Genetics Flashcards
What is the usual distribution pattern of an autosomal dominant condition
- one copy is enough to cause the disease
- is often present in every generation and shows a vertical pattern
- you can check there is male to male transmission as this rules out the possibility of it being x-linked
example of autosomal dominant inheritance
achondraplaisa
- inherited breast or colon cancer
- APKD
- NF1
- HD
variable expressivity and complete and incomplete penetrance in autosomal dominant conditions
variable expressivity = effects people to different extents even with the same genotype
complete penetrance = they always get the disorder if they have the faulty gene
incomplete penetrance = sometimes dont get the disorder despite having the faulty gene
gonadal mosaicism
gonads can often carry more than one copy of the mutated gene on sperm/eggs
Autosomal recessive
requires two faulty copies of the gene to cause disease, if one copy the individual becomes a carrier
- often shows a horizontal pattern -a prime examples of this is sickle cell disease
- both males and females effected
examples of AR conditions
- cystic fibrosis
- PKU
- spinal muscular atrophy
- congenital adrenal hyperplasia but NOT HYPO
- Wilsons disease
- tay-sacks disease
X-linked recessive inheritance
effects boys more than girls as they can compensate with their other x-chromosome
- knights move pattern NO MALE TO MALE
- occasional manifesting female carriers due to skewed x-inactivation
compound heterozygosity
the presence of two different mutated alleles at a particular gene locus
example of x-linked recessive
duchess muscular dystrophy
expected proportions of offspring of a female heterozygote for an x-linked recessive condition
50% of sons effected
50% daughters are carriers
expected proportions of offspring of a male heterozygote for an x-linked recessive condition
none of his sons effected as boys get their X chromosome from their mother but all his daughters are carriers
X-linked dominant inheritance
vitamin D resistant rickets
looks like AD but no male to male transmission
other examples:
- incontinentia rickets
- rett syndrome
genetic anticipation
- increasing severity and earlier age on onset in successive generations
in:
- HD
- Fragile x syndrome
- myotonic dystrophy
mitochondrial inheritance
- smaller genome
- circular
- 37 genes with no introns
inherited inly from the mother but can be to variable extents
syndromes often affect muscle, brain and eyes
LEIGHS DISEASE
how do you detect point mutations
DNA sequencing
- Sanger sequencing which analyses one gene at a time
- Next generation sequencing which can do all or many genes at once
Allele-specific (ARMS) PCR
- special PCR that analyses only specific known point mutations
how do you test for the detection of sub-microscopic duplications and deletions
MLPA = PCR method which targets a small group of specific known positions - chromosomal loci where there might be a deletion
Chromosomal microarray (CMA) = this is genome wide.

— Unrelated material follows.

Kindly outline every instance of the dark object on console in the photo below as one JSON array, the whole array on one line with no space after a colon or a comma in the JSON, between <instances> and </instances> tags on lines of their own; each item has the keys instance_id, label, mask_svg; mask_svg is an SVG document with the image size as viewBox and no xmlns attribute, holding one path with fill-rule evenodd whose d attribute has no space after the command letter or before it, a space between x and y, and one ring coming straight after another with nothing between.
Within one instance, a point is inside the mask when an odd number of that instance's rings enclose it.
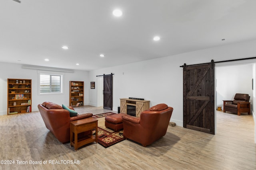
<instances>
[{"instance_id":1,"label":"dark object on console","mask_svg":"<svg viewBox=\"0 0 256 170\"><path fill-rule=\"evenodd\" d=\"M122 116L124 137L146 147L164 136L167 131L173 108L159 104L145 110L140 117Z\"/></svg>"},{"instance_id":2,"label":"dark object on console","mask_svg":"<svg viewBox=\"0 0 256 170\"><path fill-rule=\"evenodd\" d=\"M250 115L251 104L249 100L249 94L237 93L234 100L223 100L223 112L230 111L237 113L238 115L240 115L241 113L248 113L248 115Z\"/></svg>"},{"instance_id":3,"label":"dark object on console","mask_svg":"<svg viewBox=\"0 0 256 170\"><path fill-rule=\"evenodd\" d=\"M62 143L70 140L70 121L80 120L92 116L92 113L78 115L70 117L69 111L54 103L45 102L38 105L38 107L47 129L58 140ZM74 110L72 106L68 107ZM80 135L88 135L90 131Z\"/></svg>"}]
</instances>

How do you rapidly detect aneuploidies
this is searching for an abnormal number of chromosomes that is not a multiple of 23 such as trisomy 18
done by quantitative fluorescent PCR (QF-PCR)
old chromosome-based analysis methods
karyotyping which uses a microscope at 4 million base pairs
FISH uses a specific DNA probe that binds to one specific location on a chromosome, so you need to know what location you want to look at
whole chromosome analysis
Karyotyping
QF-PCR
Sub-microscopic deletions and duplications
FISH
MLPA - if you know the position
Chromosomal micro-array if you dont
point mutations
DNA sequencing or ARMS
NGS method
illumina method
- hundreds of millions of DNA fragments sequenced at once
- on a “flow cell”
huntingtons disease
onset between 30 and 50
progressive chorea, dementia and psychiatric symptoms
AD with genetic anticipation
caused by a CAG repeat unit within the coding sequence which encodes a polyglutamine tract and this expansion causes insoluble protein aggregates and neurotoxicity
myotonic dystrophy
AD also with genetic anticipation
- progressive muscle weakness in early adulthood
- can also result in myotonia and cataracts
unstable mutation of a CTG repeat
- abnormal DMPK mRNA which has an indirect toxic effect upon splicing of other genes e.g. the chloride ion channel CLCN1 gene which causes myotonia
cystic fibrosis
AR
Recurrent lung infections
exocrine pancreatic insufficiency
screening in newborns by immunoreactive trypsin IRT) level
This can be confirmed by DNA testing for CF mutations and/or sweat testing for increased chloride conc
CFTR mutations which result in defective chloride ion channels and therefore an increased thickness of secretions
most common is F508del
NF1 common presentations
cafe au lait macules and neurofibromas, short stature and macrocephaly
learning difficulty in 30%
Lisch nodules (2 or more) that can be seen on a slit-lamp
what is the pathology of duchess muscular dystrophy
creatine kinase leaks out of damaged muscle fibres into serum (into blood)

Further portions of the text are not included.